Auf unserer
Lebensbahn
Getragen von glänzenden Flügeln, wie
leicht das Schweben ist, such ich nach einem ruhigen Ort, und
überfliege Straßen, Plätze, Nachtquartiere, bin unsichtbar für jeden
fremden Blick, und höre die Gedanken unserer Zeit, im Wirbelwind
aus Zweifel, Neid und Übermut, und Liebe, und die Gespräche aus
geheimen Kammern, wo man sich über dunkle Machenschaften unterhält.
Wie schnell ein solches Fliegen uns ermüden kann.
Der Flug begann
so früh, und ich war so allein. Ich weiß nicht, wann das Fliegen
enden will. So viele Gesten und auch Worte dringen auf mich ein.
Die Stadt ist lange schon in ihrem Bild allein.
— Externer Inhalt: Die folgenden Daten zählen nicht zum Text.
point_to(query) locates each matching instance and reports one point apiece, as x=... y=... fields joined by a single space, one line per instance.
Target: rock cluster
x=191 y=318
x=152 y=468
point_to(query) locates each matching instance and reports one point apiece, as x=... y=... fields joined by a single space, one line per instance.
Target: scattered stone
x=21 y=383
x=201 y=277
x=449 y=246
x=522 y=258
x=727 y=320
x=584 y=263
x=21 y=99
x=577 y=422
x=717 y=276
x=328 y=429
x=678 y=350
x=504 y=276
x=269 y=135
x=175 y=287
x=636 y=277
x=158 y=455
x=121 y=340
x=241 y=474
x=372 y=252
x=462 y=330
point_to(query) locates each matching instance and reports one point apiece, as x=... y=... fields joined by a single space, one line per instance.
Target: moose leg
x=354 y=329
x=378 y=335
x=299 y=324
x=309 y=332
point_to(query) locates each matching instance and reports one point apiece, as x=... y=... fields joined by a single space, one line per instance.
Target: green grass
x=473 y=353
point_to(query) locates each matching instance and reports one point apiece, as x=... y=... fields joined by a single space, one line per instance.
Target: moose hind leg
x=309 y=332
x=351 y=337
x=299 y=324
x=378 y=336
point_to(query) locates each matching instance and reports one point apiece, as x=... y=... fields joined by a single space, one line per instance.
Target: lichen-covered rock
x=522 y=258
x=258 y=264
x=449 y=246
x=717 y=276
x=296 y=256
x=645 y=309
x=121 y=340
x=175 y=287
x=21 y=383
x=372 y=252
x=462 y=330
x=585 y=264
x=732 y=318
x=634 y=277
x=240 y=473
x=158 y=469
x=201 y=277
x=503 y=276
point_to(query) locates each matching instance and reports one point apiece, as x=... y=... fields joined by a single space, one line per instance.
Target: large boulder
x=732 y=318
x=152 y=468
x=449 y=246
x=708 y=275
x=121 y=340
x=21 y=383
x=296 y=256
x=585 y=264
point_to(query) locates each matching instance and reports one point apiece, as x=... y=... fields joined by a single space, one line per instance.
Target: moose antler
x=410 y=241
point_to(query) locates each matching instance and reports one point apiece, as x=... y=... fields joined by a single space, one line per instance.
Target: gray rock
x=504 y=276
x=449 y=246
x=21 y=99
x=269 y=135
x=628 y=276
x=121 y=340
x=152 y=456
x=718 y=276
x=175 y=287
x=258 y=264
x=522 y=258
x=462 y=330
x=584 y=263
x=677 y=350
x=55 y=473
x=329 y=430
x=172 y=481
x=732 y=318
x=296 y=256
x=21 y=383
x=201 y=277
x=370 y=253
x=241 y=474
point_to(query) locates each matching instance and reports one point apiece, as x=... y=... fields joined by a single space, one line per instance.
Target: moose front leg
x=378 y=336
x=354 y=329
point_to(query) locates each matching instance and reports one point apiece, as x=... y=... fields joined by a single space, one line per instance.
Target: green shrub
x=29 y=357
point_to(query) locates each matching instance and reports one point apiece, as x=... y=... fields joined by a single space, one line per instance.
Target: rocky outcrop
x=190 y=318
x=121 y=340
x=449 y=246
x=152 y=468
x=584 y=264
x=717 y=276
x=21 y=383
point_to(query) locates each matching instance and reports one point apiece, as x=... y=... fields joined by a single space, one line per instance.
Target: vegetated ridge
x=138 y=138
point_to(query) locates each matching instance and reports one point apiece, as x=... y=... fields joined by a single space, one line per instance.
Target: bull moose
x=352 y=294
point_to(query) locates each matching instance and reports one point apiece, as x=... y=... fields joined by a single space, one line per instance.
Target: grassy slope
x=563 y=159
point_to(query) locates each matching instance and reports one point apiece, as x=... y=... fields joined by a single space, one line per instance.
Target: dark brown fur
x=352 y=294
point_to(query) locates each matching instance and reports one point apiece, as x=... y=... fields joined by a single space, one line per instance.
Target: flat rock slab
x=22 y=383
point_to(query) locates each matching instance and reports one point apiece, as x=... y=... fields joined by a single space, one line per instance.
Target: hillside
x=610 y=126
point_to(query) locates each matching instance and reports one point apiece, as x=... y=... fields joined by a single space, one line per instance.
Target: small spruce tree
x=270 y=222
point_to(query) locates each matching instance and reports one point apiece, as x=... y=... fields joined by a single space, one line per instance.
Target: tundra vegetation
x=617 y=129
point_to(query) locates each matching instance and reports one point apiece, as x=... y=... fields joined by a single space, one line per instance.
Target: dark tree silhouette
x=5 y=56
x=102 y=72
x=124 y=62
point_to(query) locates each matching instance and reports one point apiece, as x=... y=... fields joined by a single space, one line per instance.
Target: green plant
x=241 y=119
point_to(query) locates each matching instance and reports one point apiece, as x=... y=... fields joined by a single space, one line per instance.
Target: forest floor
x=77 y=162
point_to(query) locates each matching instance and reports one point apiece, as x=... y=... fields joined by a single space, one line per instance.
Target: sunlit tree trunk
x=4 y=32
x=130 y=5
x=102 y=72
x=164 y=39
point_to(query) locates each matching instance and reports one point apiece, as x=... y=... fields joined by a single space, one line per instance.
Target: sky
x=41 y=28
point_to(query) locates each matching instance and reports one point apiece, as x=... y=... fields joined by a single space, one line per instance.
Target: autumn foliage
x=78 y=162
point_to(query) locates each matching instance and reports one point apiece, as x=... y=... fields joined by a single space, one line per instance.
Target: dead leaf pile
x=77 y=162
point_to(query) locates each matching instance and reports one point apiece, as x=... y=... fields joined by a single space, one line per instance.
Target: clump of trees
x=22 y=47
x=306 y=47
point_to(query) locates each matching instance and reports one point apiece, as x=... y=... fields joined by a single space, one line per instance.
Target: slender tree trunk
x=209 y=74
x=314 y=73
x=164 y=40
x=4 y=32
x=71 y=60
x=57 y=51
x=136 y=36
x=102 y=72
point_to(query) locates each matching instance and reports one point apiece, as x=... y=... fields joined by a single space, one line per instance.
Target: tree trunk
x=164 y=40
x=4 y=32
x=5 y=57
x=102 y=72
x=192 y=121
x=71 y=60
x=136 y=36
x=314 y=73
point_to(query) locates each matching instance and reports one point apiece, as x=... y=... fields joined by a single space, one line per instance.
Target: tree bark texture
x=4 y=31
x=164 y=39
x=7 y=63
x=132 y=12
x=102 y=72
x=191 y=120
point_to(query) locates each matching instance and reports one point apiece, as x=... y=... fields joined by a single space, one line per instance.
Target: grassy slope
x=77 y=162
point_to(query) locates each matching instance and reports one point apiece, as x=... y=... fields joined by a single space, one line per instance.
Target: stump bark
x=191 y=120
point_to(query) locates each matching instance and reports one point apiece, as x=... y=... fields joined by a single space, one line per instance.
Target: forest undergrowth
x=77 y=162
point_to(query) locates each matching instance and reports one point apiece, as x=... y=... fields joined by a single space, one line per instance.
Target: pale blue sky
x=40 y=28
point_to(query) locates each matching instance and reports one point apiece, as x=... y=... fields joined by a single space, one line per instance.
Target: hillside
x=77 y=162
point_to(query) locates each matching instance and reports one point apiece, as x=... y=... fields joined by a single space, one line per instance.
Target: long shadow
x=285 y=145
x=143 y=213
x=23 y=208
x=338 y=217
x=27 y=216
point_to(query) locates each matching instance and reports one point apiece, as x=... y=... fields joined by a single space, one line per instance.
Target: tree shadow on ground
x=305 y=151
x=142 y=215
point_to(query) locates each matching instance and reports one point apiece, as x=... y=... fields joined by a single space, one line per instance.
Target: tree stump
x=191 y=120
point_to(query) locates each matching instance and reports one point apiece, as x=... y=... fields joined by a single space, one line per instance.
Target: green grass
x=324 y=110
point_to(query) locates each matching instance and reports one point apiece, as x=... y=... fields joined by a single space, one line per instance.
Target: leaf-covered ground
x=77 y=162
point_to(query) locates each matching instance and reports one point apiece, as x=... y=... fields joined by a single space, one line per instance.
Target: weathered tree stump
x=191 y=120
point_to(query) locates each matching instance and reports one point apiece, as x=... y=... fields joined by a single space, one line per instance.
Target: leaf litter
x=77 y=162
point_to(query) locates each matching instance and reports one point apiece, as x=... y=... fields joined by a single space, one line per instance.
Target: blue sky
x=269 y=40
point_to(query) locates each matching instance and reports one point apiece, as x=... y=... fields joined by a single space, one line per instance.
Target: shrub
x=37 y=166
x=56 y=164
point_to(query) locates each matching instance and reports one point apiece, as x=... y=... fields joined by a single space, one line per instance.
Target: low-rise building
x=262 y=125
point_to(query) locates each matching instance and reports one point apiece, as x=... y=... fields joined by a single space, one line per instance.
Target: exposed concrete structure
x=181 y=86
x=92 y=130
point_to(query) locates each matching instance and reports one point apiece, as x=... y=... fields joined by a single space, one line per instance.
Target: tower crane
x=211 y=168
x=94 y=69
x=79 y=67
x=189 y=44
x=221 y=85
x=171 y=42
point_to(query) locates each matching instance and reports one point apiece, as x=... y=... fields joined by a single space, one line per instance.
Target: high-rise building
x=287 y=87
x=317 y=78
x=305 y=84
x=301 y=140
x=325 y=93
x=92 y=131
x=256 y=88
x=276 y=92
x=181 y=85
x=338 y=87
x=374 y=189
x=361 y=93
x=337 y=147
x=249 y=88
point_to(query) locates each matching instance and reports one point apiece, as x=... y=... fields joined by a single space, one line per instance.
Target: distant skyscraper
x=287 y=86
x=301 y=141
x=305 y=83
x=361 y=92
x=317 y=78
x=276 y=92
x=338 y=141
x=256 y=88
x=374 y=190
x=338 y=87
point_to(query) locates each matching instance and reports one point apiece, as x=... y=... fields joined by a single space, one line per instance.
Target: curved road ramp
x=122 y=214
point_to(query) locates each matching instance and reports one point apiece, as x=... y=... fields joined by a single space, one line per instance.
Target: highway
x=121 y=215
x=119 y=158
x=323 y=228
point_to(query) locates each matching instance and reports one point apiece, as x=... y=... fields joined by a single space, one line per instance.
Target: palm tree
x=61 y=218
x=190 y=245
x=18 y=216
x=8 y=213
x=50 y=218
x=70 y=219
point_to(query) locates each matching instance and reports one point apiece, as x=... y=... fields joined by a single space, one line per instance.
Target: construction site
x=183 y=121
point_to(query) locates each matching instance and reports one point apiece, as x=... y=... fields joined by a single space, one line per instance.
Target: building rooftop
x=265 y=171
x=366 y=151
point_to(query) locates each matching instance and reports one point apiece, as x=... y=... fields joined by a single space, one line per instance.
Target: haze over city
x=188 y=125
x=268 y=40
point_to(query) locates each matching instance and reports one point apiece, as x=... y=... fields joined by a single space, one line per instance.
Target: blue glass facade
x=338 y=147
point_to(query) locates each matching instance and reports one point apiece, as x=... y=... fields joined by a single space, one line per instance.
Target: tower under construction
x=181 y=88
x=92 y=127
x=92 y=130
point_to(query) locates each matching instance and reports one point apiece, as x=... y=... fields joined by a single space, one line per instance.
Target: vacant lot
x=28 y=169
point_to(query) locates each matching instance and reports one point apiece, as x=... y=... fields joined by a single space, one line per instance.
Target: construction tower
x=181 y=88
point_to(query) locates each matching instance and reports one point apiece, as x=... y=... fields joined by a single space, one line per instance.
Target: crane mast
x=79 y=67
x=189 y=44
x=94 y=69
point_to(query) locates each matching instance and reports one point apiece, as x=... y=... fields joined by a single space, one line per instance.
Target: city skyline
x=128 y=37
Auf einem Hügel zeigt
sich das ersehnte Ziel.
Ich schüttle meine weißen Flügel ab,
und halte in der Hand ein Buch. Was es mir sagt, verrät es nicht.
Die Traumwelt der Gedanken spricht es an - und was uns widerfahren
kann auf unserer Lebensbahn: Aus Zweifel, Liebe, Neid und Übermut.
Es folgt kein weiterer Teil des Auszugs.